The company says it has developed “a novel copper refining process designed to reshore the manufacturing of finished copper products to the United States.”
An article posted to the Fast Company website last week says the planned facility will involve “pulling copper from old products and scrap rather than extracting the metal from increasingly depleted copper mines.”
The article’s author, Adele Peters, quotes Red Metal Inc. CEO Jackson Switzer as citing discarded motors as one source of refinery feedstock that currently is being shipped overseas rather than feeding domestic furnaces and refineries. Peters also mentions Christmas lights as a source of recyclable copper.
Both Switzer and Red Metals' financial backer JB Straubel has been involved with setting up metals production firm Redwood Materials. Straubel also was a co-founder of Tesla Inc.
In addition to Straubel, the announced $10 million funding round was led by Gigascale Capital, with participation from Future Ventures, Los Altos, California, and Boston-based MCJ. Red Metals says it also has secured economic incentives from South Carolina and Charleston County to support development of the facility.
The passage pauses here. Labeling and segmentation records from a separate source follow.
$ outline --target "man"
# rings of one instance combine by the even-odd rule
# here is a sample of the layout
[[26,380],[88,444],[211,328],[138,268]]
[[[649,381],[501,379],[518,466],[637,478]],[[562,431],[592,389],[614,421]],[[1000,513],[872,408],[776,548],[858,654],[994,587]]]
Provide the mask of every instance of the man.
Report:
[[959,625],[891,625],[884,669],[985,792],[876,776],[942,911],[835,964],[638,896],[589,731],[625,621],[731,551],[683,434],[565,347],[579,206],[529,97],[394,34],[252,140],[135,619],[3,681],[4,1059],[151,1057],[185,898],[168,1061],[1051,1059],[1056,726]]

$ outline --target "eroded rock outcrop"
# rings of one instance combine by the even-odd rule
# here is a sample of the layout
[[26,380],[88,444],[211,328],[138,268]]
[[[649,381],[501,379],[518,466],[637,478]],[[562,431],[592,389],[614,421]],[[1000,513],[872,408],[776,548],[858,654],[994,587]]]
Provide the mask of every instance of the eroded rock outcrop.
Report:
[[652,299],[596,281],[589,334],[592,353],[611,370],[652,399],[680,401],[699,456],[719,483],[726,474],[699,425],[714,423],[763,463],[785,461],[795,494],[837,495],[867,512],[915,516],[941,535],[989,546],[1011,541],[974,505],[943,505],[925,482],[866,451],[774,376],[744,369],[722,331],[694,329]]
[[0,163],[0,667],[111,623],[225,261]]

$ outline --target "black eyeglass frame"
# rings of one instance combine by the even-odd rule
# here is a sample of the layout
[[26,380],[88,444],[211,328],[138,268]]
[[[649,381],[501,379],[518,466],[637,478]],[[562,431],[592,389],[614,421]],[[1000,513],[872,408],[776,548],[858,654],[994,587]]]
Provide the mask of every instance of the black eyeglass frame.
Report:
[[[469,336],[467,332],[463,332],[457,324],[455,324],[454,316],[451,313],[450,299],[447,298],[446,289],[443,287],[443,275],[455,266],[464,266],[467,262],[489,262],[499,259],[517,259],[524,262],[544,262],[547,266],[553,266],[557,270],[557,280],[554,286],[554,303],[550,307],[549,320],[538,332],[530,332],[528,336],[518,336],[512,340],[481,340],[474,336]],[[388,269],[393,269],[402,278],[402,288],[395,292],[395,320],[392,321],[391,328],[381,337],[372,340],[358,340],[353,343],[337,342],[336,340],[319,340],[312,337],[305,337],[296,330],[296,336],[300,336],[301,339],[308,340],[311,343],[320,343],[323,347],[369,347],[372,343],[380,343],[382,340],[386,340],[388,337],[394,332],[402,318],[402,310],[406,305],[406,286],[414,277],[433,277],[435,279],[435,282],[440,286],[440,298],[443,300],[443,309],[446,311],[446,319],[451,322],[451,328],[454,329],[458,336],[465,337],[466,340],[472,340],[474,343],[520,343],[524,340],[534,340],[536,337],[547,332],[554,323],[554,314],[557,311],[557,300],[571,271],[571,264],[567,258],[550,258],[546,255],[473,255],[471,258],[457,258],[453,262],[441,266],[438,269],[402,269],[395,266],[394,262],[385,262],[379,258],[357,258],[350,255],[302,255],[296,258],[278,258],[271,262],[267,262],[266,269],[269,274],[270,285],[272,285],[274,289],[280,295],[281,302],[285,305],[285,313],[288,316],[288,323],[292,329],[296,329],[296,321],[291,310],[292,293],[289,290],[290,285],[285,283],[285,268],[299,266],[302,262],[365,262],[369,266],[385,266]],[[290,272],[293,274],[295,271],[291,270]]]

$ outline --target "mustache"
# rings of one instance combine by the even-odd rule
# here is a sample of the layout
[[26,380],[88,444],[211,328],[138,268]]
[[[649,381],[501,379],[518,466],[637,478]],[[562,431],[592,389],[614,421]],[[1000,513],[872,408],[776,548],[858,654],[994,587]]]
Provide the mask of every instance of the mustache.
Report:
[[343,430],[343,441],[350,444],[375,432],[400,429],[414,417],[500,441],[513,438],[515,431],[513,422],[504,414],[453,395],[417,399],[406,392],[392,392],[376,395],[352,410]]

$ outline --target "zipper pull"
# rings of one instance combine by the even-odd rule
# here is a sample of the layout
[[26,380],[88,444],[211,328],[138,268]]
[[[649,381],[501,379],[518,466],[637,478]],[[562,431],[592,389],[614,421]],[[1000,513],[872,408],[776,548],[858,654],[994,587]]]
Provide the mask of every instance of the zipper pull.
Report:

Red Metals refers to conventional copper refining as moving material “through multiple intermediate products, including concentrate, matte, anode, cathode and rod” in a process that is “designed for ore that is often less than 1 percent copper.”
Switzer says, “America has the feedstocks, the demand and the workforce to produce copper domestically at scale. What it has lacked is an economically viable refining process.”
He continues, “Red Metals is building an integrated, modern model that converts copper feedstocks directly into finished products closer to where they’re needed, reducing supply chain complexity while strengthening domestic manufacturing.”
Red Metals says it will integrate physical processing, advanced sorting and metallurgical refining into a single continuous operation, converting copper feedstocks directly into finished products while eliminating the intermediate steps that add cost, time and emissions in conventional refining.
“The process is designed to be feedstock-flexible, initially focused on domestic copper scrap, and to make domestic copper refining commercially viable without subsidies to help rebuild the industrial base and skilled manufacturing workforce needed for the 21st century,” the company says.
Red Metals says its first commercial product will be high-conductivity copper rod, which it calls “the industry standard input used in wire, magnet wire and other electrical applications.”
“Electricity and industry run on copper, and the U.S. has spent decades offshoring the refining and manufacturing capacity needed to produce it,” Straubel says. “Jackson has the rare combination of technical depth and operational pragmatism needed to rebuild that capability. What Red Metals is building is exactly the kind of industrial infrastructure America needs more of.”
Saying Nucor started at a smaller scale, Switzer says, “All the major steel producers like U.S. Steel dismissed them, [thinking that] because they’re out there at a small scale there’s no way they can compete. Fast forward to now; Nucor is the largest steel producer in the U.S. and other legacy steel producers have gone bust.”
Red Metals does not mention a production capacity figure for its planned Charleston facility, though it says the plant is “expected to create at least 45 jobs in its initial phase of operations.”